Whereas governance is about using the right data and having processes and people to guarantee it is correctly sourced, Data Quality is much finer in grain and looks at the actual content. Here a tool such as Oracle Enterprise Data Quality is invaluable. By the way I have noticed that OEDQ version 12 has recently been released, I have a blog on this in the pipeline.
I tend to divide Data Quality into three disciplines:
- Data Profiling is always going to be our first step. Before we fix things we need to know what to fix! Generally, we try to profile a sample of the data and assess it column by column, row by row to build a picture of the actual content. Typically we look at data range, nulls, number of distinct values and in the case of text data: character types used (alpha, letter case, numeric, accents, punctuation etc), regular expressions. From this we develop a plan to tackle quality, for example on a data entry web-page we may want to tighten processing rules to prevent certain “anticipated” errors; more usually we come up with business rules to apply in our next stage.
- Data Assessment. Here we test the full dataset against the developed rules to identify data that conforms or needs remedy. This remedy could be referring the data back to the source system owner for correction, providing a set of data fixes to apply to the source which can be validated and applied as a batch, creating processes to “fix” data on the source at initial data entry, or (and I would strongly advise against this for governance reasons) dynamically fix in an ETL process. The reason I am against fixing data downstream in ETL is that the data we report on in our Data Warehouse is not going to match the source and this will be problematic when we try to validate if our data warehouse fits reality.
- Data de-duplication. This final discipline of our DQ process is the most difficult, identifying data that is potentially duplicated in our data feed. In data quality terms a duplicate is where two or more rows refer to what is probably (statistically) the same item, this is a lot more fuzzy than an exact match in database terms; people miskey data, call centre staff mis-hear names, companies merge and combine data sets, I have even seen customers registering a new email address because they can not be bothered to reset their password on a e-selling website.
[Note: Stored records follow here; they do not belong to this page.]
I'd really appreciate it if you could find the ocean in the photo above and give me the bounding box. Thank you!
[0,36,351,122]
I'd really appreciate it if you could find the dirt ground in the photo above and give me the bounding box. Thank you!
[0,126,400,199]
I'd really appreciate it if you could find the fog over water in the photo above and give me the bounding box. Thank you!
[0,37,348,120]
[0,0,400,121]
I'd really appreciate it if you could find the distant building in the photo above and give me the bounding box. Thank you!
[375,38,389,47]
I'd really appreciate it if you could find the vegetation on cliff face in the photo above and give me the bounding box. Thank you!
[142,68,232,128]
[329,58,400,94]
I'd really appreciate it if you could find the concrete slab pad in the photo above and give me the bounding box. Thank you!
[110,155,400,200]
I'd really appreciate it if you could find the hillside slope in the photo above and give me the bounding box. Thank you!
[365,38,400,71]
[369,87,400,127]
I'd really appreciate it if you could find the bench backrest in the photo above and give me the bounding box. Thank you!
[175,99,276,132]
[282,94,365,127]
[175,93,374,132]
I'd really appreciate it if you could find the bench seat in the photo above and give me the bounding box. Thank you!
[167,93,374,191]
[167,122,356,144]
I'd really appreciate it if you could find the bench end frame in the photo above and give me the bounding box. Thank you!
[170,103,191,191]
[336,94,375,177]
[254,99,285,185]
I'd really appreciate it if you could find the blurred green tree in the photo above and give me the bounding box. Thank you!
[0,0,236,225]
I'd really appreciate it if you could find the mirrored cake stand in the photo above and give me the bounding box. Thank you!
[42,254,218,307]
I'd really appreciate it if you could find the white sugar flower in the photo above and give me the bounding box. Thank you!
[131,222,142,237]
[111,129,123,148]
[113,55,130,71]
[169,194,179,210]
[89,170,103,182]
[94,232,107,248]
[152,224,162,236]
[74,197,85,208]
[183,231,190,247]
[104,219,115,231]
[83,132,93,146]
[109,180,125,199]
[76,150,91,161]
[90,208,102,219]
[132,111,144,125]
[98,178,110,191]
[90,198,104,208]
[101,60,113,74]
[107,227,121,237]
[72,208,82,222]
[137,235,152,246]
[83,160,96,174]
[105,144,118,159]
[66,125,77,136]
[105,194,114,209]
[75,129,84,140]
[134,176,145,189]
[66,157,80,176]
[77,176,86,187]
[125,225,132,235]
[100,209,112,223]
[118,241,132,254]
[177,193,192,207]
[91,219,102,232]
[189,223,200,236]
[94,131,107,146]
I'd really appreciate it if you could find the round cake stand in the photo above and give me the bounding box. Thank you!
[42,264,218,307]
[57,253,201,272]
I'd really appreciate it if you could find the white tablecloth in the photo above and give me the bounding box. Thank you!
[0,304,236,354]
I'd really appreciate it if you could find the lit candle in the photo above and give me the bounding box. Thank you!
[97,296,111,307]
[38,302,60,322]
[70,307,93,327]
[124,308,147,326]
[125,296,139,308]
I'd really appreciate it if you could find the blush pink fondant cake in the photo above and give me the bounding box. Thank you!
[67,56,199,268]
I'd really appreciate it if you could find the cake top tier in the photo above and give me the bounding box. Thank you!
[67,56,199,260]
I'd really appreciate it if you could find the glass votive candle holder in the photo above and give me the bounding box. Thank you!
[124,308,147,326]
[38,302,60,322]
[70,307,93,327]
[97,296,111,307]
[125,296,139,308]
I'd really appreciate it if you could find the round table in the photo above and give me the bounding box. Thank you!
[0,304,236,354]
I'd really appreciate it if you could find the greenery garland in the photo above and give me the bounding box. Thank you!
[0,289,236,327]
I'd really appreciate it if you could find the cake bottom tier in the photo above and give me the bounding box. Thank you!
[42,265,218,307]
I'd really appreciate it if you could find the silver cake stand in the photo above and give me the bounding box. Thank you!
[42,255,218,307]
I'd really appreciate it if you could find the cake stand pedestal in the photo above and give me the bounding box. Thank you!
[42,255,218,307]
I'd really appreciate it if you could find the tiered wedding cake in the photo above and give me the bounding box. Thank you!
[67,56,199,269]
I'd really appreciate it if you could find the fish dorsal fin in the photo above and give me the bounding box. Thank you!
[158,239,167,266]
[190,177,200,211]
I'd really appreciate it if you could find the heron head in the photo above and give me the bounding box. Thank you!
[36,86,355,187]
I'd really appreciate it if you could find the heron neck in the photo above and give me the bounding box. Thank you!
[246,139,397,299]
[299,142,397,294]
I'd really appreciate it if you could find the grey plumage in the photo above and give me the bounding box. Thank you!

De-duplication is important to improve the accuracy of BI in general, it is nigh-on mandatory for organisations that need to manage risk and prevent fraud.
Data Quality is so important to trusted BI; without it we run the risk that our dimensions do not roll-up correctly and that we under-report by separating our duplicates. However, being correct at the data warehouse is only part of the story, these corrections also need to be on the sources; to do that we have to implement processes and disciplines throughout the organisation.
For BI that users can trust we need to combine both data management disciplines. From governance we need to be sure that we are using the correct business terms for all attributes and that the data displayed in those attributes has made the correct journey from the original source. From quality we gain confidence that we are correctly aggregating data in our reporting.
At the end of the day we need to be right to be trusted.